The Head of the AIB Public Affairs, Mr Tunji Oketunbi, made this known in a statement issued to newsmen in Lagos on Thursday.

Oketunbi explained that the invitation to Nigeria’s AIB came from São Tomé and Principe through the Banjul Accord Group Accident Investigation Agency (BAGAIA), which is an arm of the International Civil Aviation Organisation (ICAO).

According to him, all costs and expense associated with the said investigation would be borne 100 per cent by the government of São Tomé and Principe.



He said the invitation was “first of its kind” in AIB’s history and coming on the heels of the rising performance profile of the bureau.

The spokesman added that it complemented AIB’s determination to be a leader in accident investigation across the Sub Saharan region.

“The An-74 was performing its takeoff run in favourable weather on runway 29 at Sao Tome when at some point one or multiple birds collided with the aircraft.

“The Russian aircraft, whilst doing an aborted take-off reportedly ran beyond the end of the runway where it fell down an embankment and was damaged beyond repair.

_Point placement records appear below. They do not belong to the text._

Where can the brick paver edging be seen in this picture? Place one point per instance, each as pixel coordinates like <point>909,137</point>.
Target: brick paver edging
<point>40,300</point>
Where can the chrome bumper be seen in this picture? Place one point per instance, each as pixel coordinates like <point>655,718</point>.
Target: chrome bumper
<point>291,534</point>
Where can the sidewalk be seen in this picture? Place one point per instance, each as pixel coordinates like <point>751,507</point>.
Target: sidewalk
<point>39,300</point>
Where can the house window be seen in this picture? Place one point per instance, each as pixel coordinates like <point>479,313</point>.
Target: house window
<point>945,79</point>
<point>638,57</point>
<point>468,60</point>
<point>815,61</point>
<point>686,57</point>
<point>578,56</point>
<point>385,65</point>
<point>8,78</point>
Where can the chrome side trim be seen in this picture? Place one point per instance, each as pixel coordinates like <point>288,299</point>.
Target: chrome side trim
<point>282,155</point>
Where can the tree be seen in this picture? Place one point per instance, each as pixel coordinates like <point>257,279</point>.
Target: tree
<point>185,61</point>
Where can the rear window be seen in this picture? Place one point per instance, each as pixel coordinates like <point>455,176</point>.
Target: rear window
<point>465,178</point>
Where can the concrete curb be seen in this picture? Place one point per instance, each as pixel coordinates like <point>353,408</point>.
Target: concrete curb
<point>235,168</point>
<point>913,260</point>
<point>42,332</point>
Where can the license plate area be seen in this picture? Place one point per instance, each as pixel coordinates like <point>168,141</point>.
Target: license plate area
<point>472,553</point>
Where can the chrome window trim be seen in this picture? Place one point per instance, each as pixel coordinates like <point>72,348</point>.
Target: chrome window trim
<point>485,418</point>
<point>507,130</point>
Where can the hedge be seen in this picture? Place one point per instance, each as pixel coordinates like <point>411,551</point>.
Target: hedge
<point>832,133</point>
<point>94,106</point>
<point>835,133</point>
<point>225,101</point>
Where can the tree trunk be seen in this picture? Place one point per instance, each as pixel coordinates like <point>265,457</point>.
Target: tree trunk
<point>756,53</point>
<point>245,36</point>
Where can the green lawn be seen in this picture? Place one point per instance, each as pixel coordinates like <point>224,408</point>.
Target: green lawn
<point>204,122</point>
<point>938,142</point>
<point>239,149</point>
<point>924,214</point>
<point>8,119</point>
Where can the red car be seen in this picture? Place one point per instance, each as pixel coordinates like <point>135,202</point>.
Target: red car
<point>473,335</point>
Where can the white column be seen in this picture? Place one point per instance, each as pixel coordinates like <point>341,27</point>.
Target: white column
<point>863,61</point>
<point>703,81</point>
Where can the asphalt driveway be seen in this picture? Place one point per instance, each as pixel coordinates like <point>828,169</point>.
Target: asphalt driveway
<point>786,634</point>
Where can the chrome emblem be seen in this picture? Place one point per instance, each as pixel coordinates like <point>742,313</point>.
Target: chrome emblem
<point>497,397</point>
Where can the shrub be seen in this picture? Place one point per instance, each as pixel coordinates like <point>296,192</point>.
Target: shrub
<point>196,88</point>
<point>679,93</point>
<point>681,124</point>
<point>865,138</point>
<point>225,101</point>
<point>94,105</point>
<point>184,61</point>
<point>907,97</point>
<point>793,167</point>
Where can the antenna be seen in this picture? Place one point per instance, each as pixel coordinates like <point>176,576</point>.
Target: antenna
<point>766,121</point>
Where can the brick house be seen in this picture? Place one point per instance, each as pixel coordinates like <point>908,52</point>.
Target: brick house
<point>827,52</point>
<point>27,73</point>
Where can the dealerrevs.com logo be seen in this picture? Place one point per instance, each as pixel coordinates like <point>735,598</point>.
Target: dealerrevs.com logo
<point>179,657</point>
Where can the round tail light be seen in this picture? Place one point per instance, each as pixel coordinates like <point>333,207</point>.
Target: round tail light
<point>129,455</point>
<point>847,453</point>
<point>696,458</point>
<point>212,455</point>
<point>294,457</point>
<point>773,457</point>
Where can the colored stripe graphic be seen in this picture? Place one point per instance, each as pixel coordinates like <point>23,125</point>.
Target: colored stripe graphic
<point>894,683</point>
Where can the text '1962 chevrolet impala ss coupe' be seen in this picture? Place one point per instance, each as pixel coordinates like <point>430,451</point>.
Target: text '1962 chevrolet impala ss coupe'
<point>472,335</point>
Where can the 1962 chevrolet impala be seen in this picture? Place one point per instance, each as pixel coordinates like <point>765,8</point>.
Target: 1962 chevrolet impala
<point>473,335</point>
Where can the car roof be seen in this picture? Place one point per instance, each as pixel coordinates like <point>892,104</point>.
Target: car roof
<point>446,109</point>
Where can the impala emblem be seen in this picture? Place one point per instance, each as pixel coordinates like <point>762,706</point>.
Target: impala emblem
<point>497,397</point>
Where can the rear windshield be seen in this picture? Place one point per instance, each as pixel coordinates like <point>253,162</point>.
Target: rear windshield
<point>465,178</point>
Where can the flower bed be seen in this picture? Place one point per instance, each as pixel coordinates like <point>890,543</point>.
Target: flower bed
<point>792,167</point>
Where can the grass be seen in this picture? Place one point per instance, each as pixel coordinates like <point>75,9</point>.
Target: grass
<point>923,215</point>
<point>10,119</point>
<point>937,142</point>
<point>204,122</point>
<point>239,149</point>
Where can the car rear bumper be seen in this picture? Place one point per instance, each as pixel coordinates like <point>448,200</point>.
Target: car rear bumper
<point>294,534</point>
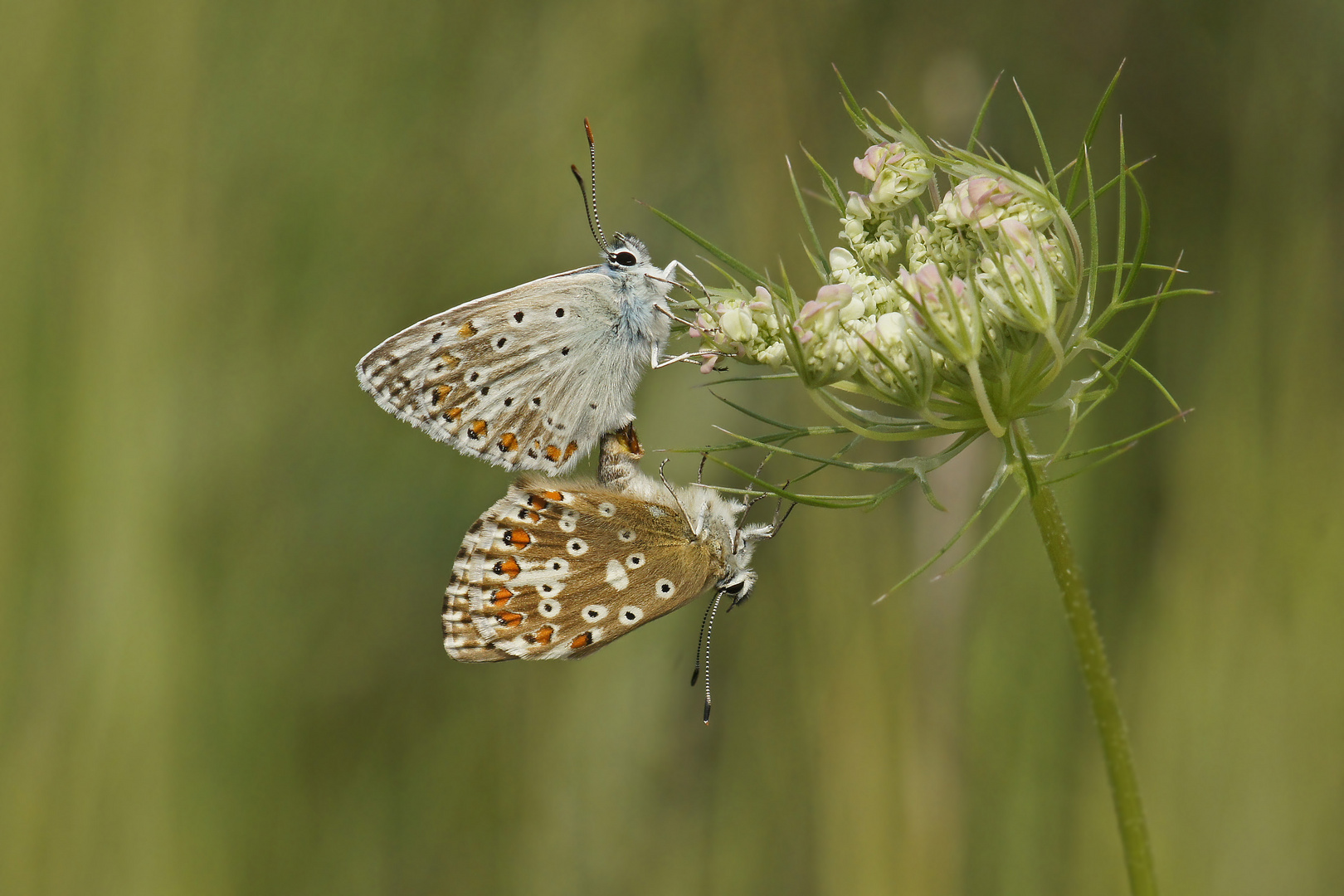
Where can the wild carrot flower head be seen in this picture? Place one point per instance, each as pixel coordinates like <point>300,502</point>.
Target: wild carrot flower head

“Although the aircraft was badly damaged, all the six crew members survived with injuries.

”The accident aircraft was on a return flight to Europe after it arrived at Sao Tome from Stavanger (Norway), Luxemburg and Ghardaia (Algeria).

“The only runway at Sao Tome is 2,160 meters (7,087 ft) in length and has only limited overrun capabilities,” Oketunbi said.

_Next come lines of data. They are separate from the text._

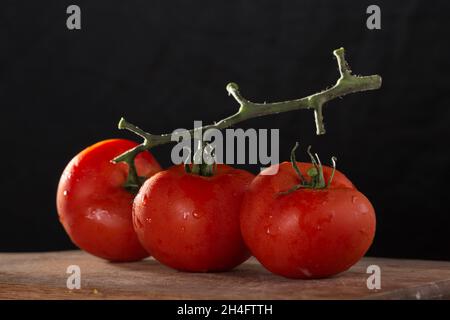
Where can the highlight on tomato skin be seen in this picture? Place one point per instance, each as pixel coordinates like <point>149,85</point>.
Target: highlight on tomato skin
<point>307,233</point>
<point>94,207</point>
<point>191,222</point>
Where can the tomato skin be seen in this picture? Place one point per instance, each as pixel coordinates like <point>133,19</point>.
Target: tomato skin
<point>309,233</point>
<point>190,222</point>
<point>94,208</point>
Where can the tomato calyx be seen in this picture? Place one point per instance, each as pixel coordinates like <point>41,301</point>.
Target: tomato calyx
<point>316,178</point>
<point>204,161</point>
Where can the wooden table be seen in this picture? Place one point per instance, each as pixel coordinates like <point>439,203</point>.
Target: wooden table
<point>43,276</point>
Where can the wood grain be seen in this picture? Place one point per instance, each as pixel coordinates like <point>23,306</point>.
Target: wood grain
<point>43,276</point>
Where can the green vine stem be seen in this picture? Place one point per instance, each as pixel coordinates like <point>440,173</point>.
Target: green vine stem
<point>346,84</point>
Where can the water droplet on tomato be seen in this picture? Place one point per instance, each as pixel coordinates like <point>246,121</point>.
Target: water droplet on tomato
<point>138,223</point>
<point>196,214</point>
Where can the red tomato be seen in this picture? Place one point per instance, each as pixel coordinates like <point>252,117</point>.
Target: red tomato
<point>191,222</point>
<point>308,233</point>
<point>94,208</point>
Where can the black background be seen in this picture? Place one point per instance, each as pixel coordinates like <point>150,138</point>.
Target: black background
<point>163,64</point>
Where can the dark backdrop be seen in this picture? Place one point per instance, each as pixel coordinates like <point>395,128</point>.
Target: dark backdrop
<point>163,64</point>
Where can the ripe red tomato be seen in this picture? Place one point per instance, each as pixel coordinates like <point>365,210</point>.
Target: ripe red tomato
<point>93,206</point>
<point>307,233</point>
<point>191,222</point>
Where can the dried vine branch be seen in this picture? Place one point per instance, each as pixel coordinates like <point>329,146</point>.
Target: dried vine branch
<point>346,84</point>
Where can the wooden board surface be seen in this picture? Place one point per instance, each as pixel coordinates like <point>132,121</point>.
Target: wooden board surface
<point>43,276</point>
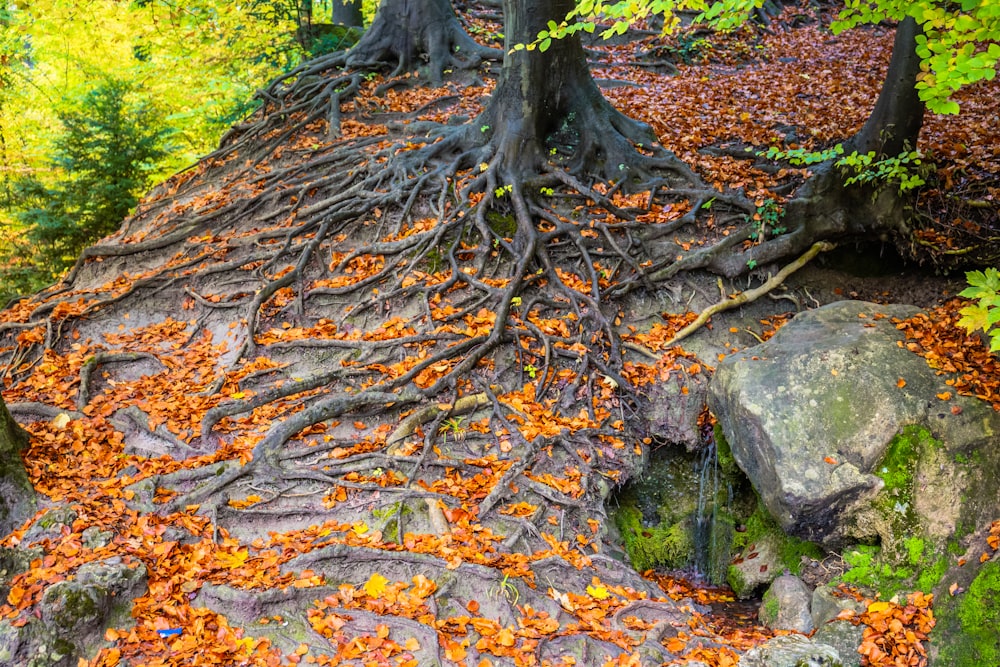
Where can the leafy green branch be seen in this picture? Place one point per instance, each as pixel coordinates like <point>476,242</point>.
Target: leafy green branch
<point>984,315</point>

He said the invitation by São Tomé and Principe through BAGAIA, attested to AIB’s capabilities and competency in terms of human and infrastructural resource readiness.

“Nigeria is the only country with an autonomous and functioning aviation accident investigation agency in West Africa and the most endowed in terms of facilities.



“The agency has a Flight Safety Laboratory for the download and analysis of information from flight recorders and materials laboratory, both situated in Abuja, Nigeria’s federal capital,” he said.

Oketunbi quoted the AIB’s Commissioner Mr Akin Olateru, as saying that: ”We are very mindful of BAGAIA’s expectation of us, and that from individual African countries alike; we cannot afford to let them down.”